In spring and summer the musical accompaniment of the skylarks singing high above you will gladden your heart as you press on up to the ridge. Once up at about 450 metres you start to see out over the back of the mountain. Far out to the northeast the golden beaches around Belmullet become visible. Almost straight ahead two tiny islands, one housing a lighthouse, can be seen.

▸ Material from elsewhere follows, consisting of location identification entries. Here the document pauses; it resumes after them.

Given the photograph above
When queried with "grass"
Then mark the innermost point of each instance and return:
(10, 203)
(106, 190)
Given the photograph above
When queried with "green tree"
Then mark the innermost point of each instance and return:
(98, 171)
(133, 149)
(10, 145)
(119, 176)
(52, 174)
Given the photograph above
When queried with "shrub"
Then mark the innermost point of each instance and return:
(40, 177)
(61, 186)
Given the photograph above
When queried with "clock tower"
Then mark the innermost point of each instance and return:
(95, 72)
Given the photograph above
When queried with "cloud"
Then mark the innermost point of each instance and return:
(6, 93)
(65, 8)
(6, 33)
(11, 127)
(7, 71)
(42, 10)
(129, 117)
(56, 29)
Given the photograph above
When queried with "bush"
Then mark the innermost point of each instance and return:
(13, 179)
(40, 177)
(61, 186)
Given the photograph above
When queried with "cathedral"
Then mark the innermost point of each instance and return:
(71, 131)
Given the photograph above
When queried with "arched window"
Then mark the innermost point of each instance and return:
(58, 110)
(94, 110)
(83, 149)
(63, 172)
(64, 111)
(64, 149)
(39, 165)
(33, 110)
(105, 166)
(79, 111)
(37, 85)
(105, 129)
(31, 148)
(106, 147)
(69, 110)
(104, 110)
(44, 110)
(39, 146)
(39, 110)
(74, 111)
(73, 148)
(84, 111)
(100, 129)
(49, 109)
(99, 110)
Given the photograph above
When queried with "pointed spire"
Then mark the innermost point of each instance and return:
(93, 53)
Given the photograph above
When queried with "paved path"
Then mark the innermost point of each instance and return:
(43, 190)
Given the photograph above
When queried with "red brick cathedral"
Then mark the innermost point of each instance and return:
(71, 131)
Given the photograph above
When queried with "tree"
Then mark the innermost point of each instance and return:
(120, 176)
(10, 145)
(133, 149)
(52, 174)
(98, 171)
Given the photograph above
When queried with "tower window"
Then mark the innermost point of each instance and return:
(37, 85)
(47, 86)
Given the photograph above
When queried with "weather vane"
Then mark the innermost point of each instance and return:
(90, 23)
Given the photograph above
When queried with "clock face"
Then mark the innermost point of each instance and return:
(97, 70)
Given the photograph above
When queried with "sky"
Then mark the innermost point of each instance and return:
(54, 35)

THE NEXT SECTIONof the walk is very easy – just boggy ground rising gently before it turns into a real mountain again and rises steeply upwards. If you have a good head for heights move out to the edge of the ridge to see what the back of the island looks like. This is a view that only walkers or those who take a sea trip will ever see. Huge craggy cliffs fall away into the sea far below. Giant fissures in the rock tell of great geological events way back in time. This is spectacular scenery – not for the faint-hearted.

Step out just a little too far and you could be over the edge and fodder for the seagulls. Not even the usually sure-footed sheep get it right all the time as the odd carcass lying around can testify.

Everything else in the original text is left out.